The elder Marquez then crashed out at speed five corners later, tucking the front through the Criville right-hander - and wholly undoing the championship standings benefit of his inventive-if-fortuitous win on Saturday.
THAT WAS MASSIVE 😱@marcmarquez93 is OUT but thankfully he got up 💥#SpanishGP 🇪🇸 pic.twitter.com/GGZwFo8IbQ
— MotoGP™🏁 (@MotoGP) April 26, 2026There was no real intrigue out front from there on, with Bezzecchi half-threatening a challenge to Alex Marquez but soon dropping back - settling around two seconds off the race-leading Gresini rider, and ultimately finishing 1.9s back.
Bezzecchi’s Aprilia team-mate Jorge Martin, stellar off the line again, was up six places to fourth at the start - which turned into third with the Marquez crash - but was relegated out of the podium spots by Fabio Di Giannantonio on lap four.
He never bothered Di Giannantonio from there (with the VR46 man likewise unable to attack Bezzecchi), bringing the bike home in fourth.
LCR’s Johann Zarco rode a stellar race for Honda off the front row, holding fifth (and even shadowing Martin) for much of the race, but he faded considerably in the end - getting picked off in quick succession by the two Trackhouse Aprilia bikes.
Those two then had a fight of their own, with Ai Ogura - delayed for a long time earlier in the race by Enea Bastianini up ahead of him - ultimately clearing Raul Fernandez for fifth.
It was eighth place in the end for Bastianini as the lead KTM rider. He had challenged Pedro Acosta early, then got ahead for good when Acosta damaged his fairing against the back of Fernandez's Aprilia.

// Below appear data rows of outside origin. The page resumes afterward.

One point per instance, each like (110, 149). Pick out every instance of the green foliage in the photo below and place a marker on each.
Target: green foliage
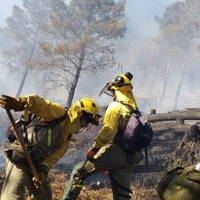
(83, 34)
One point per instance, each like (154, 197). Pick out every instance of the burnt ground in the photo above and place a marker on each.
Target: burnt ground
(174, 144)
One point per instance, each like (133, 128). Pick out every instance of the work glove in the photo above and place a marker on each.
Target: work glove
(11, 103)
(42, 171)
(91, 153)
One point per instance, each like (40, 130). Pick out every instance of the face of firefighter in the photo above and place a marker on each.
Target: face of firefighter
(114, 95)
(84, 122)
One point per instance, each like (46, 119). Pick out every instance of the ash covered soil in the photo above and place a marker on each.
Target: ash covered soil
(175, 143)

It left Acosta vulnerable to the likes of Pecco Bagnaia and Fermin Aldeguer, both soon coming through, though Bagnaia's race ended from ninth place with an apparent technical issue.
Acosta did gather himself to fight off KTM works team-mate Brad Binder for 10th.
Further in the pack, Fabio Quartararo had run on course for 12th for much of the race but couldn't quite keep up the defence against Franco Morbidelli (VR46 Ducati) and Luca Marini (Honda) - though did fight off Joan Mir (Honda) in the final stages, Mir hamstrung by a double long-lap penalty earned on Saturday.
Quartararo was again the only Yamaha rider scoring points as he finished 29.5s off the winner.
Apart from the works Ducatis, the only other retirement was Aprilia tester Lorenzo Savadori - potentially physically limited after being hit by Toprak Razgatlioglu the day prior.
Ducati now faces a brutal picture in the riders' standings, with Di Giannantonio 30 points back from Bezzecchi as its lead rider (and Marc Marquez 44 points back).
Martin trails Bezzecchi by 11 points.